All five films that conclude the UCLA Film Archive’s New Hungarian Cinema series this weekend in Melnitz Theater are extraordinary. They compose an exceedingly bleak and pessimistic portrait of life in Hungary over the past 40 years but are redeemed by an impassioned honesty and courage and absolutely splendid acting.

Ference Teglasy’s impressive feature debut film, “Never, Nowhere, to No One!” (Saturday at 5:30 p.m.), begins in Budapest, 1951, and focuses on one of the countless families which were evacuated at that time to the countryside on the vague charges of being “politically unreliable.” Settling in an abandoned schoolhouse, the family commences their bitter struggle for survival and acceptance by the area’s farmers. For the father (Andras Kozak) the great concern is that he find the courage to maintain his integrity as an example for his children. Theirs is an incredibly hard and unjust existence, relieved only by the random act of kindness and by the knowledge that so far they have escaped an even worse fate, which are the labor camps.

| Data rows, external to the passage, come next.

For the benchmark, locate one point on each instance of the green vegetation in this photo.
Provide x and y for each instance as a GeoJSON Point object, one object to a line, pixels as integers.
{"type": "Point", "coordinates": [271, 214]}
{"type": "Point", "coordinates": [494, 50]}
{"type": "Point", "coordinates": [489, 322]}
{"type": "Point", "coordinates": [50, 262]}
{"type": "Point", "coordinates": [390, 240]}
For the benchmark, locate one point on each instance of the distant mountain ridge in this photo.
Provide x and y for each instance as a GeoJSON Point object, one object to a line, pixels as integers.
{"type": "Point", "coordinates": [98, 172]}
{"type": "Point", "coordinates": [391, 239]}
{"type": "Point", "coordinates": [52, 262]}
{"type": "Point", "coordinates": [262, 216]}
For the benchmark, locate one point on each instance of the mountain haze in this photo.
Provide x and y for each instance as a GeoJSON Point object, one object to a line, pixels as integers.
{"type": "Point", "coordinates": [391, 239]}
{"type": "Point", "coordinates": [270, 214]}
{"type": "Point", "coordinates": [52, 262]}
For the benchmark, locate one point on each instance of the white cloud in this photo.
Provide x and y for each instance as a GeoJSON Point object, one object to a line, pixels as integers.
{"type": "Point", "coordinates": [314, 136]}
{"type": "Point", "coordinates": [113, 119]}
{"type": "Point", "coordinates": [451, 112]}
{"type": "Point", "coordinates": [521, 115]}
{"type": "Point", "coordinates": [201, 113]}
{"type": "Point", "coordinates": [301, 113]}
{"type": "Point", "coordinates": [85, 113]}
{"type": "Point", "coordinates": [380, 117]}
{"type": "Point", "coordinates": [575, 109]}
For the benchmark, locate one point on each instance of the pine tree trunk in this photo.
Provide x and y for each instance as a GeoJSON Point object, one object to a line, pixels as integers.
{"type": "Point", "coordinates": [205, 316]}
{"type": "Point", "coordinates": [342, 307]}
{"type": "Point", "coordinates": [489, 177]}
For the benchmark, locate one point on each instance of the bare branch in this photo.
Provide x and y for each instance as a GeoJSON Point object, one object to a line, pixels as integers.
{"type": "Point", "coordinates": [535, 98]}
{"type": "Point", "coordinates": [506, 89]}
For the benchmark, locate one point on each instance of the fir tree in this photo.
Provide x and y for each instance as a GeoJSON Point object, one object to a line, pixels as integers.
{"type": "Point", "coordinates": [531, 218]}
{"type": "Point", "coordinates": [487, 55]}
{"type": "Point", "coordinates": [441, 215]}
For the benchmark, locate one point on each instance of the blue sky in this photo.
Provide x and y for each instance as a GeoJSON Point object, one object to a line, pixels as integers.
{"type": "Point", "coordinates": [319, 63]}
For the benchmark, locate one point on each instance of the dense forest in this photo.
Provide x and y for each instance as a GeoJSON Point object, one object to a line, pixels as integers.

“Never, Nowhere, to No One!” (1988) is followed at 7:30 by Zsolt Kezdi-Kovacs’ “Cry and Cry Again” (1987), which is the most relentlessly dark of the five films. It is a love story, set in 1958, between a 40ish worker (Jerzy Trela) in a highly symbolic slaughterhouse and a beautiful young woman (Maria Varga) who works in the slaughterhouse’s personnel department. That their relationship is doomed from the start is so palpable you can all but taste the fear and paranoia enveloping it; both their spouses had managed to flee the country after the failure of the 1956 revolution. Unfortunately, the woman is in the cruel thrall of very man, now a government official, who stopped her at the border.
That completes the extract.